Like most monasteries in England and Ireland, Skellig Michael was dissolved along with the other property of Augustinians under Elizabeth I. It was a dissolution in name, rather than reality; no one had lived on the island at that point for centuries, and Elizabethan marauders didn’t bother to sail to the island. There the island sat, preserved from human destruction, and only recently have there been regular visitors, more tourists than pilgrims, all seeking something deeper than mere words can describe.

What is our Skellig Michael?

Men in this day and age often find themselves assailed by the spiritual hazards which faced Christian men for centuries. However, few men today have the means or rocky real estate proximity to actually retreat to an island like Skellig Michael. We have jobs, families, and vocations. We have obligations which keep us from a true retreat, a complete separation from our current lives to dedicate our entire time to Christ in prayer. We are not all called to monasticism. How can we have a Skellig Michael?

The answer lies in how we approach our lives. The spirituality of Skellig Michael, the spirituality of retreating from society to hear God’s voice speaking to us, can be lived out in our lives, even while we deal with all of our other responsibilities. We can retreat from the corruption of the world not only by going to places of prayer, such as oratories or churches, but also by mentally retreating, by tuning out what distracts us from God. We can examine what we see and hear, what shows and movies we watch, and to what music we listen. We can reassess our language, remembering that the mouth with which we use foul language or lie is the same mouth we use to praise the Eternal Truth, the Pure One. We can reflect on our actions, determining if they are becoming of sons of God. All of these things are steps in spiritually retreating.

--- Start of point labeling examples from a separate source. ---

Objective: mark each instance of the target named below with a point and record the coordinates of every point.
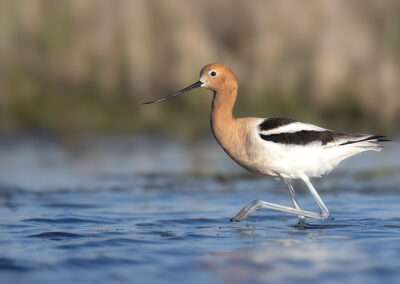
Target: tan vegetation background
(84, 66)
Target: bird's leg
(324, 210)
(302, 219)
(259, 204)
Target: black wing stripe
(302, 137)
(272, 123)
(378, 138)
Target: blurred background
(95, 187)
(69, 68)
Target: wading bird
(279, 147)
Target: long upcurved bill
(193, 86)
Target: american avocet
(279, 147)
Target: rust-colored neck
(222, 119)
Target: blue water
(91, 213)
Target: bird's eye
(213, 73)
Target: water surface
(131, 210)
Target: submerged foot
(246, 211)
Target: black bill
(193, 86)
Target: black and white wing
(291, 132)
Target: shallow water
(120, 211)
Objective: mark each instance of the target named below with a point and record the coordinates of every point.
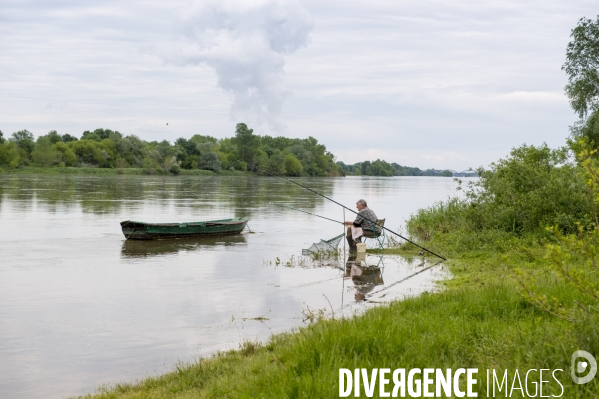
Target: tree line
(105, 148)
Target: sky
(431, 84)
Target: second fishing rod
(351, 210)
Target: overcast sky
(421, 83)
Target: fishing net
(324, 246)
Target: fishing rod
(351, 210)
(309, 213)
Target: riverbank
(118, 171)
(478, 320)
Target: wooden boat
(151, 231)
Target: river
(80, 306)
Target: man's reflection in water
(364, 277)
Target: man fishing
(364, 225)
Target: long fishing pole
(351, 210)
(309, 213)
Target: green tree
(65, 155)
(43, 154)
(9, 154)
(24, 140)
(246, 144)
(53, 136)
(209, 160)
(581, 66)
(67, 137)
(293, 166)
(276, 163)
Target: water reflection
(146, 248)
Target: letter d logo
(582, 366)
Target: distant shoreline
(70, 170)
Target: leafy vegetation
(383, 168)
(105, 148)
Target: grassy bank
(117, 171)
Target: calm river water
(80, 306)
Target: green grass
(478, 320)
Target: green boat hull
(152, 231)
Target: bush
(533, 188)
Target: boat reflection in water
(365, 277)
(146, 248)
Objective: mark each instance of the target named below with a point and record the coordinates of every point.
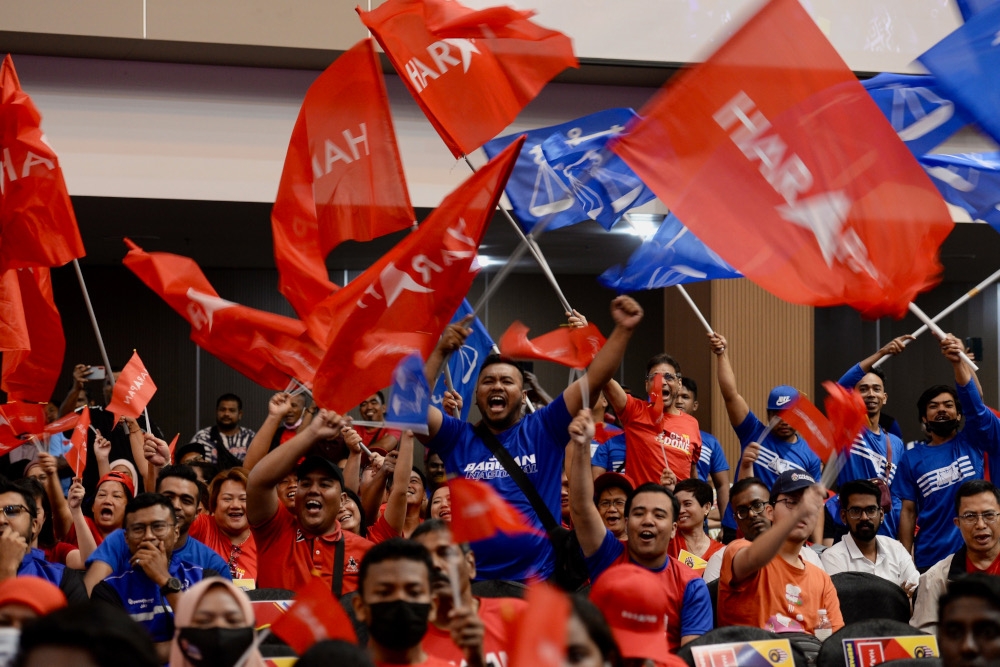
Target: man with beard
(931, 473)
(227, 438)
(783, 449)
(862, 549)
(977, 512)
(536, 442)
(395, 603)
(293, 546)
(472, 628)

The monks of Skellig Michael went to great lengths to retreat from the world. In a sense, we might not need to do something as drastic as leave our homes and live on a barren island in the North Atlantic. On the other hand, perhaps reforming our lives to draw closer to Christ, as laid out above, is a more arduous retreat than simply abandoning our current living situations. Times of crisis, like the age in which we live, require drastic action. For the men of medieval Ireland, it required physically retreating. For us today, it requires a spiritual retreat, a spiritual reformation.

Both retreats have the same goal: to transform our former lives into lives modeled after Christ, and in Him find our true solace.